El embarazo afecta a las mujeres con artritis de manera diferente. La artritis te puede afectar en cualquier etapa del embarazo, por ello debe mantener los cuidados en todo el periodo de gestación, desde la concepción hasta las semanas posteriores al nacimiento. La predicción de la evolución del mismo (mucho menos la evolución de una enfermedad variable durante la gestación) es imposible. La preocupación más importante es mantener el mejor estado de salud de la madre y el bebé.

 Si tiene artritis no quiere decir que no pueda quedar embarazada. Como madre te preguntaras si el bebé nacerá con artritis, esto es algo que no podemos saber por que las causas de la mayoría de las formas de artritis se desconocen. Algunas formas tienden a transmitirse en la familia. Aunque existe un vínculo genético en ciertas formas de artritis, la herencia nunca es el único factor que determina si una persona desarrollará artritis. Los factores ambientales, como los virus, también pueden intervenir en el desarrollo de la enfermedad.

Antes de quedar embarazada, debe tratar de tener su artritis bajo el máximo control posible Esto le ayudará durante y después del embarazo. Debe visitar al su médico especialista «reumatólogo» igual que al obstetra y posiblemente desee consultar a otro personal médico.

¿Qué tengo que hacer si quiero quedarme embarazada?

Si decide o toma la decisión de tener hijos es importante que se lo comunique a su médico para planificar el embarazo. “Esto es muy importante porque la enfermedad en muchas ocasiones influye en el embarazo y, a su vez, el embarazo puede influir en la enfermedad”, añadió.

Una vez que el médico ha sido informado procederá a una retirada o a un cambio del tratamiento. El tiempo que transcurrirá entre el tiempo que debe transcurrir antes de retomar las relaciones sexuales sin utilizar protección variará dependiendo del tipo de terapia que estaba recibiendo y oscila entre doce semanas y dos años tras su interrupción.

hay muchos fármacos que son seguros para el feto Sin embargo, también hay fármacos que son más seguros para el feto y se tomaran en la misma dosis, aunque, debe tomar precauciones con respecto al feto.

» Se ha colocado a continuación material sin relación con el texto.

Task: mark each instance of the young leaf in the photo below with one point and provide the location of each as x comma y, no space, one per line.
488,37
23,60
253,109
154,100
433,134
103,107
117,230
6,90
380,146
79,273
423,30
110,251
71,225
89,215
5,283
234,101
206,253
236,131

mantener las relaciones entre el embarazo y la AR incrementa el riesgo del parto prematuro, diabetes gestacional, preeclampsia en la madre y retrasos en el crecimiento del feto. Además, se ha observado que hay más frecuencia de partos por cesárea en mujeres con artritis reumatoide.

Durante el embarazo, medianamente la mitad de las pacientes presentan mejoras en la enfermedad. Sin embargo, una vez que ha dado a luz, la enfermedad se suele reactivar, por lo que debe retomar el tratamiento. En los casos en los que la madre quiere optar por la lactancia materna es importante que se lo comunique a su reumatólogo para que valore qué tratamiento es mejor, ya que algunos son incompatibles con la lactancia. 

¿Y si no puedo?

Hasta hace bien poco, la ausencia de tratamientos compatibles con la maternidad, las dificultades para acceder a reumatólogos especializados en embarazo o alcanzar diagnósticos precisos, y la desinformación que generan los bulos y noticias falsas, han sido factores clave para que muchas mujeres sigan haciéndose esta misma pregunta. ¿Y si no puedo?

Las primeras preguntas surgen no con el diagnóstico, sino cuando se produce el deseo de tener un bebe. “La actitud es fundamental, tanto la tuya como la del médico, es importantísima porque cuando tú tienes todos esos dolores crónicos o todas esas consecuencias.

“Tuve un brote grande en 2008, y desde 2008 hasta hace un año a mí me habían dicho que no podía ser madre”.

Este es el testimonio de Nuria, de 38 años que, como muchas otras mujeres con enfermedades reumáticas, han vivido durante años con la incógnita de si podrían ser madres o incluso la certeza de que no podían serlo. En su caso, la maternidad fue posible gracias a la congelación de óvulos, postergando la gestación hasta el momento en el que los tratamientos que precisa han avanzado hasta el punto de poder compatibilizar su enfermedad con la gestación, el parto y la lactancia.